By its nature it would involve an examination of thousands of documents of a sensitive commercial nature for IBRC, the Department of Finance, the Central Bank and a lot of the bank's customers.
And from the outset it was understood that the issues of confidentiality and privilege would arise.
Indeed, Mr Justice Cregan pointed out in his 76-page determination yesterday that it did not involve one or two documents but the majority of the department's documents were in this "confidential" bracket and they went to the heart of the inquiry.
It is interesting to note the positions adopted by the three agencies. The IBRC directors argued the commission should still introduce them as evidence. The Department of Finance provided the information in an unredacted form (while stressing the majority of them were "confidential") and expressed no view as to whether or not the commission had power to use them.

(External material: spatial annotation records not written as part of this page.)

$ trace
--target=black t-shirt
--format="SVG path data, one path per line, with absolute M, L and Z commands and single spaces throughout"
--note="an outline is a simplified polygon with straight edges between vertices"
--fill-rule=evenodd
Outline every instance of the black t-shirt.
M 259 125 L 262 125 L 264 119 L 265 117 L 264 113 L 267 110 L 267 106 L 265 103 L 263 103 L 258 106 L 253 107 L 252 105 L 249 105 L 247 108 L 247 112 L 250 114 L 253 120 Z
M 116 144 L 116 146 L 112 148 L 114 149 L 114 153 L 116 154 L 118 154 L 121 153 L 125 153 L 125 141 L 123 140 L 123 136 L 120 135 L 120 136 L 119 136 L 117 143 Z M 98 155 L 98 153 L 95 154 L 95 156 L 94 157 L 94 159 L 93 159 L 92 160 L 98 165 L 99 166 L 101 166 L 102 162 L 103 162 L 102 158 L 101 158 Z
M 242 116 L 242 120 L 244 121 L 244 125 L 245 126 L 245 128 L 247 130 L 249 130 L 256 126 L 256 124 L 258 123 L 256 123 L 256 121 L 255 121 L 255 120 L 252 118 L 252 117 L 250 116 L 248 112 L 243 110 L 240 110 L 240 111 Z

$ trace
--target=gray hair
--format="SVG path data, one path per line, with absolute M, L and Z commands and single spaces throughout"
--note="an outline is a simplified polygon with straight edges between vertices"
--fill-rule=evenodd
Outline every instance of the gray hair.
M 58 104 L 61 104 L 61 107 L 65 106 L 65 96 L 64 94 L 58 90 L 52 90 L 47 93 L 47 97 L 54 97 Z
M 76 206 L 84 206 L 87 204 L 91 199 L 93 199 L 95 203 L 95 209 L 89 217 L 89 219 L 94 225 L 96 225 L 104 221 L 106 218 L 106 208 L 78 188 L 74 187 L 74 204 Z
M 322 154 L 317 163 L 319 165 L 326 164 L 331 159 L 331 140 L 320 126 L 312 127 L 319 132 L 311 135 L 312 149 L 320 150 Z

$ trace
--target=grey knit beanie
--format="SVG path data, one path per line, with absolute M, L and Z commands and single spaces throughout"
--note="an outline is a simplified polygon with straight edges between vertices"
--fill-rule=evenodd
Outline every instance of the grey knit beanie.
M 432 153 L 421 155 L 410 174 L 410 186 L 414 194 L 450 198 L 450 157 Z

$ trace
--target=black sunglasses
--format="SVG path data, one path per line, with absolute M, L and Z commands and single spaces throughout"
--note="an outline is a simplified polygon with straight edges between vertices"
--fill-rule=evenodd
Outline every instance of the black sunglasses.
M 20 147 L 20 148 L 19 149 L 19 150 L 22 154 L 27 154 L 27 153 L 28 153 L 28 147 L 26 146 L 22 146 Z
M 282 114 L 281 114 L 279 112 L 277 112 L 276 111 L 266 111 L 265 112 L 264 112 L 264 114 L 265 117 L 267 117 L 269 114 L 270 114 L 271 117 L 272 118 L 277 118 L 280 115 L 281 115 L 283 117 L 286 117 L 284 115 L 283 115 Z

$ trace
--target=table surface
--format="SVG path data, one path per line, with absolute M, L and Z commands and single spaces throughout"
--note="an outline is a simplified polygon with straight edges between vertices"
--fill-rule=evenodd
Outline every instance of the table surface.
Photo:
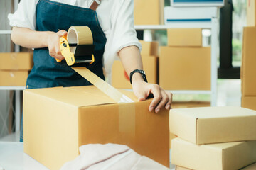
M 0 169 L 49 170 L 25 154 L 22 142 L 0 142 Z

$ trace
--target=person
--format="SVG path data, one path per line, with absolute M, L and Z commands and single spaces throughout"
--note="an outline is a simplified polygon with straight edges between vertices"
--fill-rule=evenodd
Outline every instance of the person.
M 70 26 L 88 26 L 92 33 L 95 61 L 87 67 L 102 79 L 119 57 L 127 73 L 143 69 L 141 44 L 134 26 L 133 0 L 21 0 L 17 11 L 8 16 L 13 27 L 11 40 L 18 45 L 33 48 L 34 66 L 26 89 L 90 85 L 83 77 L 55 59 L 64 59 L 59 39 Z M 172 94 L 157 84 L 145 82 L 143 74 L 132 77 L 138 101 L 150 94 L 151 112 L 170 109 Z M 23 141 L 21 123 L 21 141 Z

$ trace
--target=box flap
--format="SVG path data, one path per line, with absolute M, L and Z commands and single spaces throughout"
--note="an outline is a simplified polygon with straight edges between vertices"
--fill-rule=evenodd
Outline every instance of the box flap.
M 26 89 L 25 91 L 76 107 L 116 103 L 114 100 L 94 86 Z M 125 94 L 132 96 L 133 92 L 126 91 Z M 135 97 L 133 96 L 132 98 Z

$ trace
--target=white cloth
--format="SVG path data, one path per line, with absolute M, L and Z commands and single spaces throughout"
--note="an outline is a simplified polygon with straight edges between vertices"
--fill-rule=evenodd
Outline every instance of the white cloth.
M 142 157 L 127 146 L 89 144 L 79 148 L 80 154 L 60 170 L 168 170 L 152 159 Z
M 89 8 L 93 0 L 52 0 L 82 8 Z M 11 26 L 36 29 L 36 8 L 38 0 L 21 0 L 17 11 L 9 14 Z M 123 47 L 142 45 L 136 36 L 134 26 L 133 0 L 102 0 L 96 9 L 100 24 L 107 38 L 103 63 L 106 73 L 111 73 L 117 52 Z

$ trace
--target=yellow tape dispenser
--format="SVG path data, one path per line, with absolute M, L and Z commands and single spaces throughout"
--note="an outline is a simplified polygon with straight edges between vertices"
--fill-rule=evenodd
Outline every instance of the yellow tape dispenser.
M 92 34 L 89 27 L 70 27 L 68 35 L 60 38 L 60 48 L 68 66 L 84 67 L 95 62 Z M 61 60 L 56 61 L 60 62 Z

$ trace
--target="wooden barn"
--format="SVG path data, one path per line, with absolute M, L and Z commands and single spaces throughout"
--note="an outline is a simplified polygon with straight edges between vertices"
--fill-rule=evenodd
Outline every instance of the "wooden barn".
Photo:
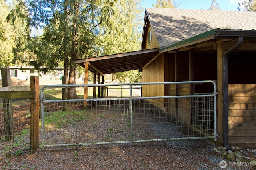
M 86 75 L 142 69 L 142 82 L 214 80 L 218 140 L 255 145 L 256 12 L 147 8 L 145 15 L 142 50 L 78 60 Z M 142 96 L 212 92 L 207 84 L 156 86 L 142 87 Z M 164 109 L 163 100 L 153 102 Z

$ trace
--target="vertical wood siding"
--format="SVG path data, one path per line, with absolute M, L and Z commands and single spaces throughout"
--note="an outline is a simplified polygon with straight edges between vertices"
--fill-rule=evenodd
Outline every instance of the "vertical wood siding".
M 151 62 L 142 71 L 142 82 L 164 82 L 164 56 L 160 55 Z M 164 96 L 164 85 L 143 85 L 144 97 Z M 162 99 L 154 100 L 156 104 L 164 106 Z

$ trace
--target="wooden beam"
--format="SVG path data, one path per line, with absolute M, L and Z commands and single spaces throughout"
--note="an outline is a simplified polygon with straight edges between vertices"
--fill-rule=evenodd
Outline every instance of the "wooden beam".
M 30 152 L 34 154 L 39 144 L 39 78 L 30 76 L 30 88 L 35 96 L 30 99 Z
M 96 70 L 94 70 L 93 71 L 93 84 L 96 84 Z M 93 86 L 93 98 L 96 98 L 96 86 Z
M 120 54 L 113 54 L 112 55 L 106 55 L 104 56 L 98 57 L 92 57 L 88 59 L 80 59 L 76 60 L 75 62 L 76 64 L 79 64 L 81 63 L 86 63 L 91 61 L 95 61 L 98 60 L 102 60 L 106 59 L 110 59 L 113 58 L 117 58 L 123 57 L 132 56 L 133 55 L 137 55 L 142 54 L 146 54 L 153 52 L 157 52 L 159 51 L 158 48 L 152 49 L 148 49 L 146 50 L 140 50 L 136 51 L 132 51 L 128 53 L 124 53 Z
M 217 133 L 219 137 L 218 138 L 218 140 L 220 142 L 223 142 L 223 96 L 222 93 L 222 57 L 226 50 L 222 48 L 222 43 L 217 43 L 217 91 L 218 92 L 217 96 Z
M 85 62 L 84 65 L 84 84 L 88 84 L 88 78 L 89 77 L 89 64 L 88 62 Z M 88 87 L 84 87 L 84 99 L 88 98 Z M 87 102 L 84 102 L 84 108 L 86 109 L 87 107 Z
M 104 76 L 104 74 L 102 72 L 101 72 L 99 70 L 98 70 L 96 67 L 95 67 L 94 66 L 92 65 L 92 63 L 90 63 L 90 62 L 88 62 L 88 65 L 89 65 L 89 67 L 91 67 L 92 68 L 93 70 L 95 70 L 95 71 L 96 71 L 96 72 L 98 73 L 99 74 L 100 74 L 100 75 L 101 75 L 102 76 Z

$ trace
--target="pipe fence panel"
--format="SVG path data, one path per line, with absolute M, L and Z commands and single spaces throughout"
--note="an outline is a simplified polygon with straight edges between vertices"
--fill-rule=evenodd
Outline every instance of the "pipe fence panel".
M 213 92 L 210 94 L 141 96 L 142 86 L 143 90 L 144 85 L 209 82 Z M 88 98 L 84 99 L 86 86 Z M 94 86 L 107 87 L 104 88 L 108 94 L 106 98 L 92 98 Z M 77 90 L 80 98 L 62 99 L 62 88 L 74 87 L 82 89 Z M 41 94 L 43 149 L 52 146 L 216 139 L 216 95 L 215 84 L 209 81 L 46 86 Z

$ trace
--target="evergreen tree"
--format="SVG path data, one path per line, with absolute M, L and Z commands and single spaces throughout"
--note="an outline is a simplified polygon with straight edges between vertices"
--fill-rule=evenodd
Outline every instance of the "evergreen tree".
M 6 17 L 10 6 L 5 0 L 0 0 L 0 68 L 19 64 L 18 62 L 13 60 L 13 50 L 16 49 L 16 45 L 21 45 L 20 42 L 23 41 L 16 35 L 25 33 L 22 21 L 18 21 L 15 24 L 7 22 Z
M 237 9 L 239 11 L 256 11 L 256 0 L 240 0 Z
M 68 84 L 76 83 L 75 60 L 91 57 L 93 47 L 97 46 L 95 29 L 107 25 L 114 13 L 114 1 L 69 0 L 19 1 L 9 15 L 12 23 L 18 18 L 26 20 L 29 34 L 25 35 L 28 43 L 26 47 L 33 53 L 26 59 L 36 68 L 50 69 L 62 64 L 64 74 L 69 72 Z M 32 27 L 44 31 L 42 36 L 30 36 Z M 17 51 L 21 50 L 18 49 Z M 17 55 L 16 60 L 20 60 Z M 31 57 L 36 58 L 31 60 Z M 69 72 L 68 68 L 69 67 Z M 77 98 L 74 88 L 69 88 L 68 98 Z
M 219 3 L 217 2 L 216 0 L 212 0 L 211 6 L 210 7 L 209 9 L 210 10 L 221 10 Z

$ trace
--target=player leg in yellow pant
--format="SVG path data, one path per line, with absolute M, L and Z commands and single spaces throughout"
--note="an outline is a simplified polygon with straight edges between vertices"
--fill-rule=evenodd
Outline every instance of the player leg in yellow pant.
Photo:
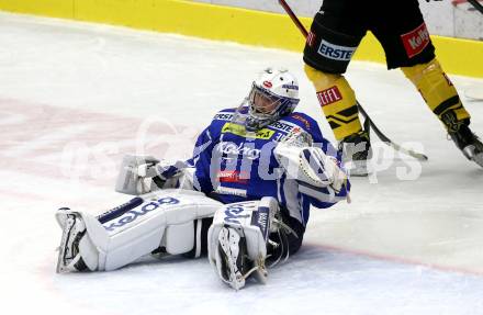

The legal advice conveyed by KPMG was that the commission did not have sufficient powers to introduce the confidential documents as evidence.
Mr Justice Cregan concluded the Act did not provide the chair with the powers of a High Court judge to decide if it was in the public interest for them to be used as evidence.
Should Attorney General Máire Whelan have foreseen this issue when advising on the terms of reference? There have been 13 previous commissions, most of which have dealt with confidential and privileged material, and this issue never arose.
In addition, all the Opposition leaders were invited to make submissions on the terms of reference and this particular issue was not flagged by any of them.
So in that sense, it is close to a Donald Rumsfeld "unknown unknown". However, the AG has already attracted some criticism for her dealing with the Fennelly commission issues, so is more prone to political attack on this issue.
The second major theme yesterday was the disclosure the Department of Finance had itself raised concerns in relation to confidentiality and privilege as far back as August. It has pointed out that it handed over all its documentation in unredacted form, but entered a caveat about confidentiality. That said, there is nothing in the documentation to contradict its position that it was for the judge to decide. In summary, it did not think it would be an issue.
So where can the Government go from here? It’s a tricky situation.
Some form of solution will have to be found. It won’t be a tribunal, rather a mechanism such as letting the High Court make a decision.